Marking Changed Text in Journal Revisions
I recently went on a bit of Twitter rage after reviewing the revision of a 40-page manuscript, where the authors in no way indicated in the manuscript what they had actually changed.
In the ensuing Twitter conversation, some people have asked me for how I normally mark up changed text in revisions. What I do is really low-tech: I simply use a different color for new or importantly changed text.

I find this approach to be very easy to do and less visually jarring than a full change log, while still making abundantly clear what we have updated in a manuscript.
An appropriately low-effort way to do this is to create specific LaTeX markup for changed text, like so (requires the color package to be imported):
\newcommand{\rev}[1]{\textcolor{blue}{#1}}
You can then simply demark your changes and additions while writing:
Our approach outperforms all other approaches by 100%.

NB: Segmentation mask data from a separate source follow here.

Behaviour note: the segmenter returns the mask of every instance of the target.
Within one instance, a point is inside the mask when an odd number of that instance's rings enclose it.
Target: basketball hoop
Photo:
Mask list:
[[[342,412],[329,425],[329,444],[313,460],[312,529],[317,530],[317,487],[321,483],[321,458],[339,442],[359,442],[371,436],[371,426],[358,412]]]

\rev{My father says so as well.}
Hence, the world will be changed after this manuscript is accepted.
This has the advantage that you don’t have to cumbersomely remove the markup for the final version — you can simply set the text color for \rev back to black and re-compile.

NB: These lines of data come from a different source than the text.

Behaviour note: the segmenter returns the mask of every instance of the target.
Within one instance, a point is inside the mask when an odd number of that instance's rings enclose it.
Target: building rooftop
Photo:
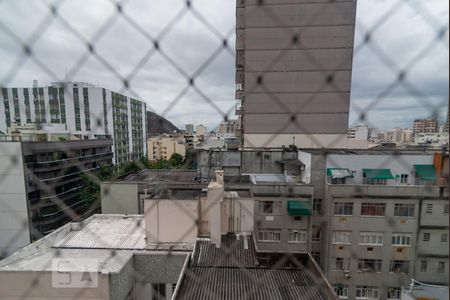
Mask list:
[[[145,169],[124,177],[119,177],[115,182],[173,182],[195,183],[198,181],[197,170],[152,170]]]
[[[0,272],[54,271],[53,259],[82,258],[95,259],[99,272],[113,273],[139,250],[145,251],[142,215],[94,215],[82,223],[68,223],[1,260]]]
[[[220,248],[199,239],[174,299],[334,299],[310,260],[306,253],[292,261],[260,255],[252,235],[223,235]]]
[[[96,215],[72,230],[54,247],[68,249],[145,249],[142,215]]]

This approach works well for text and text-like content (e.g., table values), but breaks down for figures. For these, I use another custom markup that draws blue lines above and beyond a changed figure (see also the right-hand side of the screenshot above). The markup to generate these frames is a custom environment based on the mdframed and ntheorem packages, and can be used like this:
% in preamble
\usepackage{mdframed}
\usepackage{ntheorem}
\theoremstyle{nonumberplain}
\newmdtheoremenv[%
linecolor=blue,
linewidth=2pt,
rightline=false,
leftline=false]{figrev}{}%
% ...
%% in document
\begin{figrev}
\includegraphics[width=\linewidth]{img/litsearch.pdf}
\end{figrev}
The above code should be fairly self-explanatory and easy to adapt in case you want to change how your markup looks. Sadly, these tags you’ll actually have to manually remove before handing in your final camera-ready version (or you combine it with ifthen, which I don’t want to get into here).